Learning throughout the lifespan:
May 8th, 2007

Center affiliate Liz Stine-Morrow's Senior Odyssey Project, originally funded by a Center for Healthy Minds seed grant, has turned into a fully funded research mandate.


Culture affects the aging brain.
May 1st, 2007

Center Co-Director Denise Park and colleagues from Singapore have found that the aging brain reflects cultural differences in the way that it processes visual information, reports the University of Illinois News Bureau. See also articles from New Scientist, Science Daily, and the Champaign News-Gazette.

Community Day a major success!
Apr. 30th, 2007

The News-Gazette wraps up the message from Dr. Michael Roizen, the Center for Healthy Minds Community Day speaker: make healthy changes to your lifestyle today, and it can reverse almost all the damage you've done to your body in the past.

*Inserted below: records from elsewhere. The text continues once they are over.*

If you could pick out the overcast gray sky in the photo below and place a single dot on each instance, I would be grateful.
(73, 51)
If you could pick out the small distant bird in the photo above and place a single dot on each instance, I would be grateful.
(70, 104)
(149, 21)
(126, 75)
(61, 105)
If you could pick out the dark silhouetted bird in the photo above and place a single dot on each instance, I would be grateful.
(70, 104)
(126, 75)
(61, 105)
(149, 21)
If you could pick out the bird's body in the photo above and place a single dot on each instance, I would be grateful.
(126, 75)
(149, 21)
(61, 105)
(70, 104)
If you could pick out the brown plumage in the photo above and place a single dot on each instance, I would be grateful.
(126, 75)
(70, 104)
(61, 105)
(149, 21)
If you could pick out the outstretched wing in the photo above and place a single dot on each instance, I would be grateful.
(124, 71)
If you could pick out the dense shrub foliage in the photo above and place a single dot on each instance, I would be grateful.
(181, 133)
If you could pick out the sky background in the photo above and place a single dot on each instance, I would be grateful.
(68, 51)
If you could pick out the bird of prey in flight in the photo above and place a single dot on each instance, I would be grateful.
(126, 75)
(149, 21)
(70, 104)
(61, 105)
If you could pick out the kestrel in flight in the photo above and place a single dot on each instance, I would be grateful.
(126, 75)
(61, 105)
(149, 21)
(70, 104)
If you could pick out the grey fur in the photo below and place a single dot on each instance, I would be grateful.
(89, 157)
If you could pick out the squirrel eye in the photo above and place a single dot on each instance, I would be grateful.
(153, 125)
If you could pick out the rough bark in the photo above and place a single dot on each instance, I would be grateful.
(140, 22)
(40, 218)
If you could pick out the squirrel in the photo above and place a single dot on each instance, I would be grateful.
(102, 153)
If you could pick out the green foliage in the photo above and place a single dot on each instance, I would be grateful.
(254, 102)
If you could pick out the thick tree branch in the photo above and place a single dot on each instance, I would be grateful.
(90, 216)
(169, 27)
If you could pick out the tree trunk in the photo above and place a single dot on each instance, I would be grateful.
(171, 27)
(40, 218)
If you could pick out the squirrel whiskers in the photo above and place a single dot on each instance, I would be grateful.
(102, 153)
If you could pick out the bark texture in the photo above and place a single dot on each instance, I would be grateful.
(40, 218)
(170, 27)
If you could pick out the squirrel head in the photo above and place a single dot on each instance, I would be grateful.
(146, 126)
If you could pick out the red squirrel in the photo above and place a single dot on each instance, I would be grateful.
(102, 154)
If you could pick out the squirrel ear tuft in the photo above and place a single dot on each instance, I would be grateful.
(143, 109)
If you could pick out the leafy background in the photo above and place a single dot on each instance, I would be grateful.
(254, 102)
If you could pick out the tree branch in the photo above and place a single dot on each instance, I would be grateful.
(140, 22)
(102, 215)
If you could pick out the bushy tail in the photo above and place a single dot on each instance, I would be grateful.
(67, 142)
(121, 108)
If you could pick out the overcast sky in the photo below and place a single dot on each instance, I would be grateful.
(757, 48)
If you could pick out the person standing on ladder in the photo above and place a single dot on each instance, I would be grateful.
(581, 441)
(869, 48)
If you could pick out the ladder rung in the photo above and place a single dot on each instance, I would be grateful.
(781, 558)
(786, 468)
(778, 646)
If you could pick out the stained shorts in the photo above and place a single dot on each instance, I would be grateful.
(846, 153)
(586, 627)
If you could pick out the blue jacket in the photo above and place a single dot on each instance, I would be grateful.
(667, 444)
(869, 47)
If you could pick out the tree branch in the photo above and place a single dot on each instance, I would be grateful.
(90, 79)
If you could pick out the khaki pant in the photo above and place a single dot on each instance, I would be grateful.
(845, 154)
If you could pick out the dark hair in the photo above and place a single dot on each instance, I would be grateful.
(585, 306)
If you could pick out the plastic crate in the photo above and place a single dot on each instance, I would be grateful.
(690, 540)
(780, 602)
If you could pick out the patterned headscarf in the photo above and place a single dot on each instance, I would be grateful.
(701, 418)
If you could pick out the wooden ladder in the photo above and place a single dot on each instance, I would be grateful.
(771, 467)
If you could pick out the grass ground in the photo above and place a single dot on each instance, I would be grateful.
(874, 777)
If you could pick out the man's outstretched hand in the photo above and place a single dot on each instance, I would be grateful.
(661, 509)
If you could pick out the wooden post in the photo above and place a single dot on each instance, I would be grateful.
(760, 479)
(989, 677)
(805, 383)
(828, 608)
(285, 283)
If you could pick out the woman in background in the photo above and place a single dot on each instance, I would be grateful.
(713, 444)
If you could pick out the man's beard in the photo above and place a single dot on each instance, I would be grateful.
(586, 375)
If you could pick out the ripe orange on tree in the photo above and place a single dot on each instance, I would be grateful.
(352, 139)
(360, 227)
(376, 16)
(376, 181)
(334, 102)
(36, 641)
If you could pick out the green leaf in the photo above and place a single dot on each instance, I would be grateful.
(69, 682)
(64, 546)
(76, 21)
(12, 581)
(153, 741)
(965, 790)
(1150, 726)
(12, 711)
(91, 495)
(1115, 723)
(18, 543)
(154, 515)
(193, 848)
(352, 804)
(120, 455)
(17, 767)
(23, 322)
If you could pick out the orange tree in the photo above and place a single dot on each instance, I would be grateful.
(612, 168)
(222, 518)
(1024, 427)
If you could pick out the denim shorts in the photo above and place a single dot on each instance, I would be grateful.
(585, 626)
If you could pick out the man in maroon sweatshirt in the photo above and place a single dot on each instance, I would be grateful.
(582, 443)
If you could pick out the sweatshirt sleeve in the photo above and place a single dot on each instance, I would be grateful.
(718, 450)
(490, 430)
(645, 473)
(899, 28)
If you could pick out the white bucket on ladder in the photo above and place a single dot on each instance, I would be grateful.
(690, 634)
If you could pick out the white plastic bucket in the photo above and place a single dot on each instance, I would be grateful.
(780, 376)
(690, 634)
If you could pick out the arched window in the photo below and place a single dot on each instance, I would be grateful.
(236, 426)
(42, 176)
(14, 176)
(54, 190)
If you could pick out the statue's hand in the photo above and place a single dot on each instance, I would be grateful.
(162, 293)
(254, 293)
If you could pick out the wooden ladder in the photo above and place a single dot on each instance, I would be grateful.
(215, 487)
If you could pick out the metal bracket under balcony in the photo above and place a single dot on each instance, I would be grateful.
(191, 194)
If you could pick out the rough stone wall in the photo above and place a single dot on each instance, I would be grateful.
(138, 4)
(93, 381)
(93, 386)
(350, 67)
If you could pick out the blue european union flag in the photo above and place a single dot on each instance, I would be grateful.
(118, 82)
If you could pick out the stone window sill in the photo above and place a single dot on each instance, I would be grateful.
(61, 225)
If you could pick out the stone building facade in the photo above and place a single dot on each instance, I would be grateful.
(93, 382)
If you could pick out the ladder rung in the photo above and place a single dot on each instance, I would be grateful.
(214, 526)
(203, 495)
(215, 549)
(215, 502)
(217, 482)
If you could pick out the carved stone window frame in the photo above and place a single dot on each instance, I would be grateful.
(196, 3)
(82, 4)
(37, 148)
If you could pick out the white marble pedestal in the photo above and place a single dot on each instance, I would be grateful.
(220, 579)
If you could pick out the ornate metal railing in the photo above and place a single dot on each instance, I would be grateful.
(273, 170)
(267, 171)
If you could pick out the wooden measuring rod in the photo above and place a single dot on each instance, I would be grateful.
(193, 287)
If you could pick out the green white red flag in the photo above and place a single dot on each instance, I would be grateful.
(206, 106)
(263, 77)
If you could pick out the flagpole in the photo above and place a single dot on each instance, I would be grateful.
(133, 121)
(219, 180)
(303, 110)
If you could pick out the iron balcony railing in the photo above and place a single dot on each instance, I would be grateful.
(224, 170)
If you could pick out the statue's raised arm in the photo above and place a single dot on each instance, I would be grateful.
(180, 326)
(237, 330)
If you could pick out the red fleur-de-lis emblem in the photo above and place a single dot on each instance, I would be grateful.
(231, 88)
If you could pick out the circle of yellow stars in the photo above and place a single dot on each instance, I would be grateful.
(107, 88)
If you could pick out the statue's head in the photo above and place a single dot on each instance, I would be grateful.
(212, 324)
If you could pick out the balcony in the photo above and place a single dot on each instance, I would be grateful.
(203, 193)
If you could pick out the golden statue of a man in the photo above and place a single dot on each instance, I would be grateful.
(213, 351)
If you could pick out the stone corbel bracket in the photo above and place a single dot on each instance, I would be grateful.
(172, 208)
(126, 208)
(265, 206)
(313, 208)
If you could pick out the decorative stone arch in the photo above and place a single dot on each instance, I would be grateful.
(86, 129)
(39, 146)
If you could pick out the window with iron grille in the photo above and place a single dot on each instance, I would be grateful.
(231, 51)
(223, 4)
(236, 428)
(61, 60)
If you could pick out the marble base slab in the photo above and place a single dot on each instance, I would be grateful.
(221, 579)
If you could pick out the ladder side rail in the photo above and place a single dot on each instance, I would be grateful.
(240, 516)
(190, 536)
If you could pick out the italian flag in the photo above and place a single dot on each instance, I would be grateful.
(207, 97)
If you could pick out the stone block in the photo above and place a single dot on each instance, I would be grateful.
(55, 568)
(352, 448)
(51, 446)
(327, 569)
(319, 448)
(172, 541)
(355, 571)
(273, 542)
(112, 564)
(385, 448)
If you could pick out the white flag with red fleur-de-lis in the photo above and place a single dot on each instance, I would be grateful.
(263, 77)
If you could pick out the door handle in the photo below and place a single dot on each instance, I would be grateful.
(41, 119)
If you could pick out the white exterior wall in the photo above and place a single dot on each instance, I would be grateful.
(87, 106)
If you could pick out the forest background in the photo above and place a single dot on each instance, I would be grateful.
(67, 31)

Covering exercise and the brain:
Mar. 26th, 2007

Center Co-Director Arthur F. Kramer's research on aerobic exercise and the brain is featured in a Newsweek cover story this week. "It's not just a matter of slowing down the aging process," says Arthur Kramer, a psychologist at the University of Illinois. "It's a matter of reversing it. Mar. 26.

RealAge:
Mar. 25th, 2007

Center affiliate Wojtek Chodzko-Zajko was interviewed by the Free-Lance Star of Fredericksburg, W. V. about how lifestyle choices affect the aging process. "Aging used to be something that just happened to you," said Chodzko-Zajko. "Now we see it as a process that we all partake in. We have more control in the aging process than we used to." Also cited in the article is Dr. Michael Roizen, who will speak at the Center's Community Day on April 29.


Aging in the clouds:
Feb. 26th, 2007

A journal editorial co-authored by Center researcher Dan Morrow, an associate professor at the Institute of Aviation, was cited in this San Francisco Chronicle article on the issue of aging airline pilots. "It is time to reconsider fixed age limits for the workplace and consider transitioning to competency-based evaluations of performance," he wrote.